For those who don't know, ROCE is a measure of a company's yearly pre-tax profit (its return), relative to the capital employed in the business. To calculate this metric for Metrofile Holdings, this is the formula:

Return on Capital Employed = Earnings Before Interest and Tax (EBIT) ÷ (Total Assets - Current Liabilities)

0.15 = R188m ÷ (R1.5b - R216m) (Based on the trailing twelve months to December 2024).

Therefore, Metrofile Holdings has an ROCE of 15%. In isolation, that's a pretty standard return but against the IT industry average of 38%, it's not as good.

View our latest analysis for Metrofile Holdings

roce
JSE:MFL Return on Capital Employed August 4th 2025

Historical performance is a great place to start when researching a stock so above you can see the gauge for Metrofile Holdings' ROCE against it's prior returns. If you're interested in investigating Metrofile Holdings' past further, check out this free graph covering Metrofile Holdings' past earnings, revenue and cash flow.

So How Is Metrofile Holdings' ROCE Trending?

In terms of Metrofile Holdings' historical ROCE movements, the trend doesn't inspire confidence.

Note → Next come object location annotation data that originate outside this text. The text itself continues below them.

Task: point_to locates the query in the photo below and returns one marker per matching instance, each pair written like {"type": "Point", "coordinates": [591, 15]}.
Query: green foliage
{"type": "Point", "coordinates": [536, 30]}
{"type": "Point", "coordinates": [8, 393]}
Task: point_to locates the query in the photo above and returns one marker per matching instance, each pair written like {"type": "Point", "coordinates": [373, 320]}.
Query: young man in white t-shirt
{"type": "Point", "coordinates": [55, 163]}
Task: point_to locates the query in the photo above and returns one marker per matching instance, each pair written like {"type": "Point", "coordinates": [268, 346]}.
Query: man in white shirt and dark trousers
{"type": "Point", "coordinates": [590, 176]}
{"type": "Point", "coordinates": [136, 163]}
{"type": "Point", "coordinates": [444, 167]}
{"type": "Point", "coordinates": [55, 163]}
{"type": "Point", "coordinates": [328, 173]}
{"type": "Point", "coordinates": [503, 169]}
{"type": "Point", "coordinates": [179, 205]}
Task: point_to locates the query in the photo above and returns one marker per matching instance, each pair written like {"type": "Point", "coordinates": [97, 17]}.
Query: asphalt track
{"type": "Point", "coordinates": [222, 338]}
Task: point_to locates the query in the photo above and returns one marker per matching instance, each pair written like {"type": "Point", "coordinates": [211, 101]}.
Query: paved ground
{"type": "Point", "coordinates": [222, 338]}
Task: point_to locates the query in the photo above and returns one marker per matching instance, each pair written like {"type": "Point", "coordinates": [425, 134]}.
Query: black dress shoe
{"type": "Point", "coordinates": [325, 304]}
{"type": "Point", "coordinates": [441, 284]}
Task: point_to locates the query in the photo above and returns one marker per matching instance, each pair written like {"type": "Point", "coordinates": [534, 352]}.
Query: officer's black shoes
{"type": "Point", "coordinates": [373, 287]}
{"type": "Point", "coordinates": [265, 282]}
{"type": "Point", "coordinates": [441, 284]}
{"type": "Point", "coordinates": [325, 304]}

To be more specific, the ROCE was 19% five years ago, but since then it has dropped noticeably. And on the capital employed front, the business is utilizing roughly the same amount of capital as it was back then. Since returns are falling and the business has the same amount of assets employed, this can suggest it's a mature business that hasn't had much growth in the last five years. If these trends continue, we wouldn't expect Metrofile Holdings to turn into a multi-bagger.

The Key Takeaway

All in all, the lower returns from the same amount of capital employed aren't exactly signs of a compounding machine. But investors must be expecting an improvement of sorts because over the last five yearsthe stock has delivered a respectable 54% return. Regardless, we don't feel too comfortable with the fundamentals so we'd be steering clear of this stock for now.

Metrofile Holdings does come with some risks though, we found 3 warning signs in our investment analysis, and 1 of those is potentially serious...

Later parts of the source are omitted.